Another perspective would add that local community is built by interactions in the establishments themselves. Certain kinds of establishments, such as cafes and barbershops, create opportunities for neighborhood residents to interact repeatedly, thereby strengthening local networks and building collective efficacy….

[snip]

A third motivation is that organizationally dense neighborhoods offer greater resource access. Urban scholars have worried about the availability of goods and resources important to day-to-day survival, especially in poor neighborhoods.

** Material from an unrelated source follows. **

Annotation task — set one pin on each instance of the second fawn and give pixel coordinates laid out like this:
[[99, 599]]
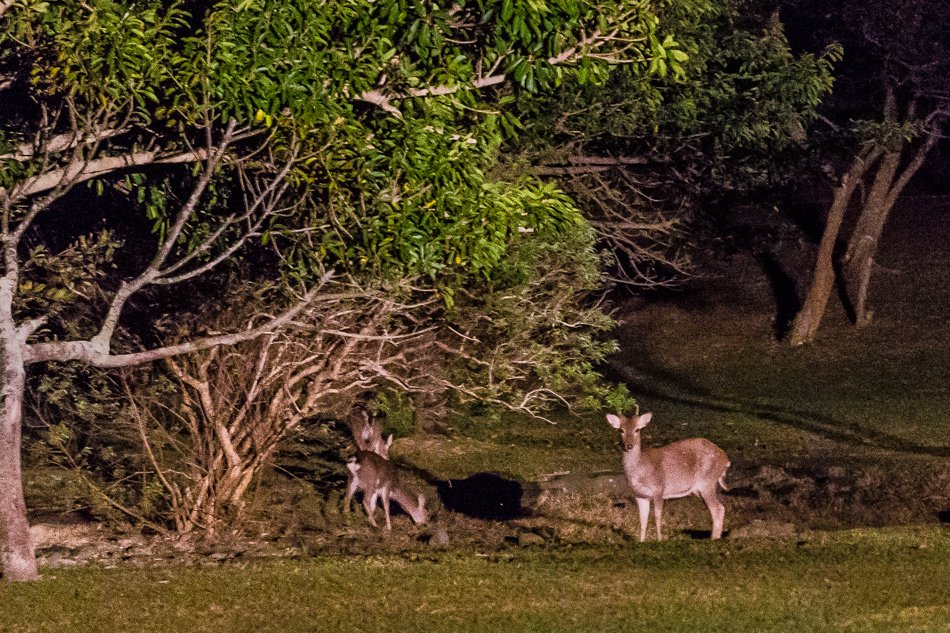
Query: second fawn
[[693, 466], [379, 480]]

Small doesn't offer much in the way of explanation. It's not a longitudinal study, which would be extremely interesting —my guess is that organizational density in Chicago's poor black neighborhoods, and its ratio to non-ghetto neighborhoods, would be much more like other cities in the early- to mid-20th century, maybe even into the 1960s and 1970s, just from reading about the city. He does suggest that the industrial collapse that hit Rust Belt cities harder than their peers, and the depopulation that followed, is a sensible theory. I couldn't help but also think of the 1968 riots, as Gary Rivlin wrote in 1988 (emphasis mine):

Twenty years later, the effects of the riots are still being felt in Chicago, in at least four different ways. First and most obvious (at least to those who live on the west side or visit occasionally) is the sheer physical destruction. Much of what was burned down on the night of April 5 was never built back up. Entire blocks completely destroyed by fire today stand as extended empty lots along the main drags of the west side. Strips of stores and restaurants that did not suffer the arsonists' wrath, only the interest of the vandals and looters, were boarded up shortly thereafter, and that's how a number of them have stood since.

[snip]

Whites had begun fleeing to the suburbs long before 1968, but never at the pace exhibited for the next several years. Marie Bousfield has worked for Chicago's Planning Department, plotting and charting change in the city's population, for 15 years. "It's my view that the riots were the cause of what you call 'white flight,'" Bousfield told me recently, though she was quick to add that that's only her personal feeling. Numbers are the lifeblood of her work, and she knows of no conclusive data to back up her instinct, but she is certainly not alone in believing that the riots were at least partly responsible.

[snip]

Businesses also left in droves. The commercial life of the west side was literally gutted; to this day, residents complain that it is impossible for them to shop in their own neighborhoods. And factories left, taking their valuable jobs to the suburbs. At the time of the riots, for instance, there was a thriving machine-tool industry centered along Lake Street, west of the Loop. Many of the firms there closed their doors and fled to places like Elk Grove Village, where an opportunistic developer established a new machine-tool center in the safety of the suburbs.

It's not just Chicago; some Los Angeles neighborhoods are still crippled from the 1992 riots, while others have recovered; they can do a lot of lasting damage.

Both could well play a part, but it's impossible to believe there aren't many others; it takes a lot for a city to stand alone as Chicago does.